Doch wie kam es dazu? Man könnte sagen, dass aufstrebende Generationen durch ein ständiges Bombardement von Medien und Werbung beeinflusst wurden. Ihnen wird vorgespielt, dass der Weg des geringsten Widerstands der am meisten erstrebenswerte ist. Doch das ist der falsche Weg – und er schlimmer macht.
Was ist mit Verantwortungsgefühl und Respekt gegenüber anderen passiert? Zu oft wird heute Selbstverwirklichung über Gemeinsinn gestellt, mit dem Resultat, dass Egoismus und Rücksichtslosigkeit weit verbreitet sind. Wenn Eigenverantwortung und Pflichtgefühl zugunsten von persönlicher Freiheit geopfert werden, verlieren wir nicht nur unseren moralischen Kompass, sondern stoßen eine Tür zu politischem Chaos und sozialem Zusammenbruch auf.
Und sind wir nicht schon auf dem besten Weg dorthin? Nach Jahren einer Politik, die Krisenfreiheit und soziale Wohlstandsversprechungen als selbstverständlich verkauft, wird es Zeit, die Grundeinstellung zu überdenken. Wo Tugend einst das Rückgrat der Gesellschaft bildete, sehen wir nun nur ein schwaches Abbild dessen, was einst war.

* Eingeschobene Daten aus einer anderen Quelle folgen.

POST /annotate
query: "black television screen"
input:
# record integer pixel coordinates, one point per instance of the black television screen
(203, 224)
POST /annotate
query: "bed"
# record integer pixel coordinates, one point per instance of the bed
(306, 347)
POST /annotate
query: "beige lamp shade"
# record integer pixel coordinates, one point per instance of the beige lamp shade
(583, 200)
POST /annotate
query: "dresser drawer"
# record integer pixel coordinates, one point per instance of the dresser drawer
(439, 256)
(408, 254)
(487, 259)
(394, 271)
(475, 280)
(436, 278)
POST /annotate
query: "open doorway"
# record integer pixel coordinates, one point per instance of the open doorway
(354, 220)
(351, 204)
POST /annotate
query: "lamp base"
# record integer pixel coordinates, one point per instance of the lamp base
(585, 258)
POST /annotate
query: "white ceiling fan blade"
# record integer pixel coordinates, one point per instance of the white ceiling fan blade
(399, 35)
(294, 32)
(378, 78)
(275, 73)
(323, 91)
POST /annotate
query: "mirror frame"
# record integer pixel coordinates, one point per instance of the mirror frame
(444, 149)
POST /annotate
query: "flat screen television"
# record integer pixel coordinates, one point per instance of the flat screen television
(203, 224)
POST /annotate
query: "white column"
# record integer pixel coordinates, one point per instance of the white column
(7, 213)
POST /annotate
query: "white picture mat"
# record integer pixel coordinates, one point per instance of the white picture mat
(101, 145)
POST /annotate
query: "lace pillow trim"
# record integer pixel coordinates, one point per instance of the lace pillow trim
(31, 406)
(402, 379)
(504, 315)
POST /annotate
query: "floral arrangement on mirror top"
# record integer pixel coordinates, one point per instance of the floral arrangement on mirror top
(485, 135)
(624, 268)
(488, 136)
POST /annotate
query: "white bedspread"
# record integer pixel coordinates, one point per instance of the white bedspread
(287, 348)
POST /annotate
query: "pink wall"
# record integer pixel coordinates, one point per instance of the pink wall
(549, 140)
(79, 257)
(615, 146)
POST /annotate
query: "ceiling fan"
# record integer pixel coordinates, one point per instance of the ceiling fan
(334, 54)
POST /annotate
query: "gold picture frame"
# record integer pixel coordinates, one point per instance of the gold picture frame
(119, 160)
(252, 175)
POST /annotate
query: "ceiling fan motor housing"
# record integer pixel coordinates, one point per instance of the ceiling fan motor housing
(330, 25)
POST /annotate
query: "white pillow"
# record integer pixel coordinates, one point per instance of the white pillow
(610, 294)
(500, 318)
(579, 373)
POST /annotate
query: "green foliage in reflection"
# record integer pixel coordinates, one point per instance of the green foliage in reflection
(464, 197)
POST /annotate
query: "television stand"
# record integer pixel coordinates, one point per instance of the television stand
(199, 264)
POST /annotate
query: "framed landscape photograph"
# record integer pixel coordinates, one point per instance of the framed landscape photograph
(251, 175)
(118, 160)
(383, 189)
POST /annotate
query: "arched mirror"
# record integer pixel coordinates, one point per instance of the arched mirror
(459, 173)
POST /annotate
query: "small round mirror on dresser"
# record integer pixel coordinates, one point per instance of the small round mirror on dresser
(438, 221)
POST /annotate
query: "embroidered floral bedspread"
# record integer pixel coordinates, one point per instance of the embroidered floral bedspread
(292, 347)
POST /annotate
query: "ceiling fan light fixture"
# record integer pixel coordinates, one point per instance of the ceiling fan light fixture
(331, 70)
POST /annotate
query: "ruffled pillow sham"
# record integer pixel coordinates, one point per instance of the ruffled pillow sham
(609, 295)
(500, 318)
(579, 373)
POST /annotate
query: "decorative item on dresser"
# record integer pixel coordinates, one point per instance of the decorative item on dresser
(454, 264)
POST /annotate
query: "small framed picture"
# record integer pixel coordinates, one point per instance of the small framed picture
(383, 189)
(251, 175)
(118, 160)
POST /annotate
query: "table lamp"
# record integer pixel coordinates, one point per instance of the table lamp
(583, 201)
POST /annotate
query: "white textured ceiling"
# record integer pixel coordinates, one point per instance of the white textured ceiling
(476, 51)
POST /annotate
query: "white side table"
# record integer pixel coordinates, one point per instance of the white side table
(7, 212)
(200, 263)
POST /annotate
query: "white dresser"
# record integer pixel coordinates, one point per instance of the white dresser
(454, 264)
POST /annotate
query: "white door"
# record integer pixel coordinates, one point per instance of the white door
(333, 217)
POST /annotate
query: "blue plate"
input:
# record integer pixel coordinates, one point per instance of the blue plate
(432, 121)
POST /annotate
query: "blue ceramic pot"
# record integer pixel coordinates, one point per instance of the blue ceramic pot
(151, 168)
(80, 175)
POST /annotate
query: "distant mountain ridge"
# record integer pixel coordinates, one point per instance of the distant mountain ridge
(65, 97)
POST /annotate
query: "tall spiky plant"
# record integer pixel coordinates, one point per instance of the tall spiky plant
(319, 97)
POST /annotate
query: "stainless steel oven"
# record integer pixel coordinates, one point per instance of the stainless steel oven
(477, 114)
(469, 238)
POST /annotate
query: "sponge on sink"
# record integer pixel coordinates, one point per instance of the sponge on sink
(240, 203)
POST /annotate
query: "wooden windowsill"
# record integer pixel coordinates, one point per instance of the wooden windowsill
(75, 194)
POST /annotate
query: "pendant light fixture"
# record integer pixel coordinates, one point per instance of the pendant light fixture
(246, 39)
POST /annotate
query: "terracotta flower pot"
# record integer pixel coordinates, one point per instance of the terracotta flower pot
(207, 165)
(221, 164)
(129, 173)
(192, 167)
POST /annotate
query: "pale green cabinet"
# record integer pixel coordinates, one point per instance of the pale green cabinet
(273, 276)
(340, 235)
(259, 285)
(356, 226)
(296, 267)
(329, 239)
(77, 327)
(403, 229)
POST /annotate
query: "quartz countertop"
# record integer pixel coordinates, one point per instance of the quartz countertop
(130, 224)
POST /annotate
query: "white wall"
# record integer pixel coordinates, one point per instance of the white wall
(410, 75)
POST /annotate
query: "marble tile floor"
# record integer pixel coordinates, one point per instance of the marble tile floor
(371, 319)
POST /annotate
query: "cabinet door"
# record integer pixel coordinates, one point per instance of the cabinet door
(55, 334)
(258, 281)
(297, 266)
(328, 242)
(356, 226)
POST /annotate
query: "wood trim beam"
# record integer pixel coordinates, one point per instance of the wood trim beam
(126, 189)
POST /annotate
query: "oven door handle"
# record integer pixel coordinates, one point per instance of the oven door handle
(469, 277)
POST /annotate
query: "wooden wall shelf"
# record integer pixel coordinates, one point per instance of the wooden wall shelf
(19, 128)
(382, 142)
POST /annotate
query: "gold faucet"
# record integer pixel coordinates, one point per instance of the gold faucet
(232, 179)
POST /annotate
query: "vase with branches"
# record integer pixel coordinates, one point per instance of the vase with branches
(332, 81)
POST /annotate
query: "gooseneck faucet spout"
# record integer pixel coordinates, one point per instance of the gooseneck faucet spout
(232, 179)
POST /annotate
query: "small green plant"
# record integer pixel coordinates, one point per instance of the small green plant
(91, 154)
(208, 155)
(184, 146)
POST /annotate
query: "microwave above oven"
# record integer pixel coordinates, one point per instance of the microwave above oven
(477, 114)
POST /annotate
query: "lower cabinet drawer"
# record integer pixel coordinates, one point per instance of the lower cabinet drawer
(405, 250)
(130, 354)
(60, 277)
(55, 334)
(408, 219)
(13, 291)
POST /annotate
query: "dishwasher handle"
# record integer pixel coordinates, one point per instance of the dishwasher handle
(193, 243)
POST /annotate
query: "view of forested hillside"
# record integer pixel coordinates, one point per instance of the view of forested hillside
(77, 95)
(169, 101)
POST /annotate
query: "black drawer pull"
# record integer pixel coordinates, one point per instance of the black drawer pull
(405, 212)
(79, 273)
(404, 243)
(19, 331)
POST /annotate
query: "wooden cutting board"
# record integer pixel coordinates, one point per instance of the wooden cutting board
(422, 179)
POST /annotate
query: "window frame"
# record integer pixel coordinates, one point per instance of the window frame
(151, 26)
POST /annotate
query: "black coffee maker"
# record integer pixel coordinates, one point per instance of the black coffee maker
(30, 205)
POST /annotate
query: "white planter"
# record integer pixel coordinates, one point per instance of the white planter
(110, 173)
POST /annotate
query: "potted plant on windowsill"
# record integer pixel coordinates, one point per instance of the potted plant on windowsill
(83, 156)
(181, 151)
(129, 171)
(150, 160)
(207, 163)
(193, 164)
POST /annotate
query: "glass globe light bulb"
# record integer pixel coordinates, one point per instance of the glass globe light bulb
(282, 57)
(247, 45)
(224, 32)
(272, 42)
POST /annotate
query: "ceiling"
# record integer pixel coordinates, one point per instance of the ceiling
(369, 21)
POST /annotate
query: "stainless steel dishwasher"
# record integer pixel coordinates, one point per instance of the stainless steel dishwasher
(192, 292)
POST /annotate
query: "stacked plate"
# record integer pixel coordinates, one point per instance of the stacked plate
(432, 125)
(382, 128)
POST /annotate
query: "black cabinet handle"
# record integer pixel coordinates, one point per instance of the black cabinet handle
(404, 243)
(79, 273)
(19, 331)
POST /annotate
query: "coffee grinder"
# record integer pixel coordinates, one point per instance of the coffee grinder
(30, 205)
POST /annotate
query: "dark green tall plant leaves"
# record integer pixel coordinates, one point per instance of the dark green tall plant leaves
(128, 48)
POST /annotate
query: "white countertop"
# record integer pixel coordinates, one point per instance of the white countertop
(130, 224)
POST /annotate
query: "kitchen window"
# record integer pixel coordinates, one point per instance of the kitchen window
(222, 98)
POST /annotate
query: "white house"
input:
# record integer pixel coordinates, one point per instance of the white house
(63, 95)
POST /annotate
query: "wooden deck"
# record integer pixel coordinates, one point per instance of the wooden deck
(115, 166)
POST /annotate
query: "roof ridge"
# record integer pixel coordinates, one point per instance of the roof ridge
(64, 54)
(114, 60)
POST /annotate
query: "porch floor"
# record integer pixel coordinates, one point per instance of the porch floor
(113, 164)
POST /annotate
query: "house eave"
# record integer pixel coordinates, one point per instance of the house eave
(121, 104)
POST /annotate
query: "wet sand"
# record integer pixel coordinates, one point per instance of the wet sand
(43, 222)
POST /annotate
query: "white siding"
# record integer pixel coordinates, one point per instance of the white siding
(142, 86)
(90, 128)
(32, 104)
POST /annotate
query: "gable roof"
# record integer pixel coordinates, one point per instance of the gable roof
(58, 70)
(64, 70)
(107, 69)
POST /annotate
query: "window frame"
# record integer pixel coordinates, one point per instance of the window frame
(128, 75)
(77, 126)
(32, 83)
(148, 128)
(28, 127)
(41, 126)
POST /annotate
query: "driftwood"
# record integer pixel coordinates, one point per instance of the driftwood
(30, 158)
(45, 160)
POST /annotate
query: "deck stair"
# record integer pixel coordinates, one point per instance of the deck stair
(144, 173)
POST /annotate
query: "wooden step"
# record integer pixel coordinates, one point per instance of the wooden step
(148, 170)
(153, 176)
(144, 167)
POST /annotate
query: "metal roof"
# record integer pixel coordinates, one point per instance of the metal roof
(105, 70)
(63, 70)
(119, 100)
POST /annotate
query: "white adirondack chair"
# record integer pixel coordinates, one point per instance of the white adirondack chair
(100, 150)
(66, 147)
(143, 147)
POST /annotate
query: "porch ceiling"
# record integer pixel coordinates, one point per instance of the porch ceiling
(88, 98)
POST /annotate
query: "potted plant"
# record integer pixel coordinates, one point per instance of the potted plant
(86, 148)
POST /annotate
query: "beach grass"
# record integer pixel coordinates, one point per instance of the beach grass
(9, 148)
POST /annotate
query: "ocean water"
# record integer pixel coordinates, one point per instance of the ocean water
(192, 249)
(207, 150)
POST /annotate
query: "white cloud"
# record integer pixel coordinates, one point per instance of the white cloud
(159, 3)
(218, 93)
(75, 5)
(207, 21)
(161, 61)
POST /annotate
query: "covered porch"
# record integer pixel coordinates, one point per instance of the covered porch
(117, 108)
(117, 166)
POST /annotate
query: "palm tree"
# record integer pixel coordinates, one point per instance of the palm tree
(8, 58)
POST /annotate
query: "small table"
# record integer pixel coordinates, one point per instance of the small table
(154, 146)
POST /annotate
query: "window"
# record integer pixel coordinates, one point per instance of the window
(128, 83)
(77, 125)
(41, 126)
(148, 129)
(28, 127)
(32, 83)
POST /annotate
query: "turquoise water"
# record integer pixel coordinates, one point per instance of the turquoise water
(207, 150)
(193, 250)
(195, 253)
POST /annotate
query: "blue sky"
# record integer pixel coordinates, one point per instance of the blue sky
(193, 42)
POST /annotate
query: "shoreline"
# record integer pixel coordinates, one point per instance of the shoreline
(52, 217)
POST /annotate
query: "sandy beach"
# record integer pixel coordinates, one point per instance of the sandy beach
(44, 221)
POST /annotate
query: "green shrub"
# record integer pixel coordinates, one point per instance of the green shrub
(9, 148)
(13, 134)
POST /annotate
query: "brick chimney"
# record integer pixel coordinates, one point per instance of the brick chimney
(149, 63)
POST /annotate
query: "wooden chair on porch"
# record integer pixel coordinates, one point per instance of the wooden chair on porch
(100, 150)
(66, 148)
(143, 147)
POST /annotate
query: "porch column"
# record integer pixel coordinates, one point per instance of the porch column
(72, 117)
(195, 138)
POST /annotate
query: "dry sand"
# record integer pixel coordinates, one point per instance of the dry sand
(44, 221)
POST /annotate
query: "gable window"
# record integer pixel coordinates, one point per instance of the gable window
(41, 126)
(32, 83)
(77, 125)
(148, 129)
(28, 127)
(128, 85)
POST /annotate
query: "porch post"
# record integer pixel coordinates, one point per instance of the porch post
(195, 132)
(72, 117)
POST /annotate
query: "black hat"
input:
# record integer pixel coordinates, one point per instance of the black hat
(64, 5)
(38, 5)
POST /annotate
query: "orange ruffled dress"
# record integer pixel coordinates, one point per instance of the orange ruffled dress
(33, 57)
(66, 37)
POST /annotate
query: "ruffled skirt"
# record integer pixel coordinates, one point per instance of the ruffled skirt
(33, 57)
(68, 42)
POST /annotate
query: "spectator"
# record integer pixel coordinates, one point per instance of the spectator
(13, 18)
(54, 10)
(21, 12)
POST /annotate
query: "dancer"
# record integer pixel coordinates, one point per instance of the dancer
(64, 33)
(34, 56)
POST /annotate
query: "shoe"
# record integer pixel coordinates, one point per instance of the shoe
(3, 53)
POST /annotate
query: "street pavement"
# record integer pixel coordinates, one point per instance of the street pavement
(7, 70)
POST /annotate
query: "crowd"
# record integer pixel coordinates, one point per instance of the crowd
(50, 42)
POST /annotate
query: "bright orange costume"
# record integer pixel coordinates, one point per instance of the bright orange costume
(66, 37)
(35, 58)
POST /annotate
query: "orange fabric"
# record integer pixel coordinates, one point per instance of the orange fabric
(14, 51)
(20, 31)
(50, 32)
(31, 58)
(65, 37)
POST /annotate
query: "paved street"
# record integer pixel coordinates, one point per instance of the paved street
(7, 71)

Die Kritiker werden behaupten, dass der Lauf der Geschichte weitergeht und dass es sich hier um die natürliche Evolution des Lebens handelt. Doch sind das nicht dieselben Leute, die ihre moralische Überlegenheit zur Schau tragen, während sie unsere Werte mit Füßen treten?
Der Druck, sich den Trugbildern und falschen Idealen anzupassen, kommt von vielen Seiten. Doch es liegt an uns, den Unterschied zwischen Tugend und Laster zu erkennen. Die Versuchung mag groß sein, dem simpleren, verlockenderen Weg zu folgen. Doch der Preis dafür könnte letztlich mehr kosten, als man bereit ist zu zahlen.
Es ist an der Zeit, die alten Tugenden wieder hochleben zu lassen. Taten, die von Anstand und Ehre zeugen, müssen wieder zu dem werden, worauf wir stolz sein können. Schließlich sind es diese Werte, die den Kern unserer Gesellschaft wirklich vertreten.
Rückkehr zur Mäßigung, zum Sinn für Verpflichtung und zur Arbeitsethik sind keine verlorenen Konzepte. Sie sind der Schlüssel zu einem stabilen und erfolgreichen Leben, das nicht nur auf kurzlebiger Selbstverliebtheit aufgebaut ist.
Man könnte jetzt denken, dass das alles altmodisch klingt oder nicht mehr in unsere Zeit passt. Tatsächlich aber bietet uns die Rückkehr zu traditionellen Werte einen klareren Kurs durch die Strömungen der Verwirrung und des Chaos, in die uns jüngste Generationen gebracht haben. Anstatt in einer Welt von Lastern zu leben, in der Tugend das eigene Gewissen ist, sollten wir wieder zu dem zurückkehren, was wirklich zählt.